Вернувшись в собрание, я подошел к одному седому человеку, который вполне внушал к себе доверие своей почтенной бородой и осанкой. Он рассказывал все, что с Протеем приключилось, и добавил, что он после сожжения видел его в белом одеянии и только что оставил его радостно расхаживающим в „Семигласном портике“, в венке из священной маслины на голове. Затем ко всему сказанному он прибавил еще и коршуна, клятвенно уверяя, что он сам видел, как тот вылетел из костра, хотя я сам только несколько времени тому назад пустил летать эту птицу в насмешку над людьми глупыми и простодушными»[97].
В картине, нарисованной Лукианом, хорошо чувствуется обстановка, в которой возникали евангельские сказания о смерти и воскресении Иисуса Христа и о сопровождавших их чудесах и знамениях. «Это было время, — писал Энгельс, — когда даже в Риме и Греции, а еще гораздо более в Малой Азии, Сирии и Египте абсолютно некритическая смесь грубейших суеверий самых различных народов безоговорочно принималась на веру и дополнялась благочестивым обманом и прямым шарлатанством; время, когда первостепенную роль играли чудеса, экстазы, видения, заклинания духов, прорицания будущего, алхимия, каббала и прочая мистическая колдовская чепуха. Такова была атмосфера, в которой возникло первоначальное христианство»[98].

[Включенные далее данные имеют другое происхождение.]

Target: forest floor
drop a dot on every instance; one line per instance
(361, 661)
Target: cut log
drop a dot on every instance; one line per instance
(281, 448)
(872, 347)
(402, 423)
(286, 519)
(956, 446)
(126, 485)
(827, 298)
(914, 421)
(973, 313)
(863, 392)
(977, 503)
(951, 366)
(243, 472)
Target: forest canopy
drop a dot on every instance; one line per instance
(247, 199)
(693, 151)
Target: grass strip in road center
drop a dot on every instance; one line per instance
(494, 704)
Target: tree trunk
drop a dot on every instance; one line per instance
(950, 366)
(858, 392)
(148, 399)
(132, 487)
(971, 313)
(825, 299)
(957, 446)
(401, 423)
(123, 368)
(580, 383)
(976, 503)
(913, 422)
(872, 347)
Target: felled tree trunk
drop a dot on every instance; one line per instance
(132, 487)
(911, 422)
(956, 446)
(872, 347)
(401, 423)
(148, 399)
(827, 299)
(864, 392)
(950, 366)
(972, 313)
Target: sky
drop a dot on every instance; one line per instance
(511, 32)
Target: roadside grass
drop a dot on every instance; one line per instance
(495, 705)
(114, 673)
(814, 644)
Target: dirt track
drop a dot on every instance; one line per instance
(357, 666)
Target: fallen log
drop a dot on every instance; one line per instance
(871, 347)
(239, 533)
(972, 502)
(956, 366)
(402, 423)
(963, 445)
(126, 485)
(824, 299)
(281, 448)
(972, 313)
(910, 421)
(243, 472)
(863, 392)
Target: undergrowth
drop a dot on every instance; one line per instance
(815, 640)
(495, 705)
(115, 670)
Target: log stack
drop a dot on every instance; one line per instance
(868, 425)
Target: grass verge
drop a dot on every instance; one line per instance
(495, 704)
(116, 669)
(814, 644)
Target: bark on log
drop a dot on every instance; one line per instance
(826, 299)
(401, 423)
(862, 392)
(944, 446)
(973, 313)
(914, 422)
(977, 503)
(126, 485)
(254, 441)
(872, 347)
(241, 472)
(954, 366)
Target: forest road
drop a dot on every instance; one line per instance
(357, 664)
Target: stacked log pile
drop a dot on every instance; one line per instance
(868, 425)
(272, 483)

Глава шестая. Проблема «Христа» до Христа
Проблема «Христа» до Христа — это, в общем, проблема земных корней христианства, происхождения его образов, сказаний, обрядности. Для догматического богословия сама постановка такого вопроса еретична. Христианство для него — результат божественного откровения, «божьего глагола». Оно беспрецедентно и уникально. Оно «выработано» на небесах. Люди получили его в готовом виде, через воплотившегося в Иисусе бога. Причем это относится не только к вероучению, но и к организации. Церковь — тело Христово. Это своего рода материальное выражение духоносного учения. И оно, разумеется, не творение людей.
Следует, однако, заметить, что эти положения вызывали сомнения даже на заре истории христианства. Уже тогда было обращено внимание на многие совпадения обрядности, ритуалов и некоторых идей этой новой религии с дохристианскими. В этом отношении наиболее яркие примеры дает митраизм; его сходство со многими элементами христианства просто поразительно. Так, в мифах о Митре говорится, что он — сын верховного бога неба, что он родился в пещере, что узнавшие об этом пастухи пришли приветствовать его и принесли дары. Когда он вырос, он совершил различные чудеса, спасшие мир. Впоследствии Митра, собрав своих учеников на последнюю вечерю, вкушал с ними хлеб и вино. Затем, вознесшись на небо к своему отцу, сделался посредником между богом и людьми.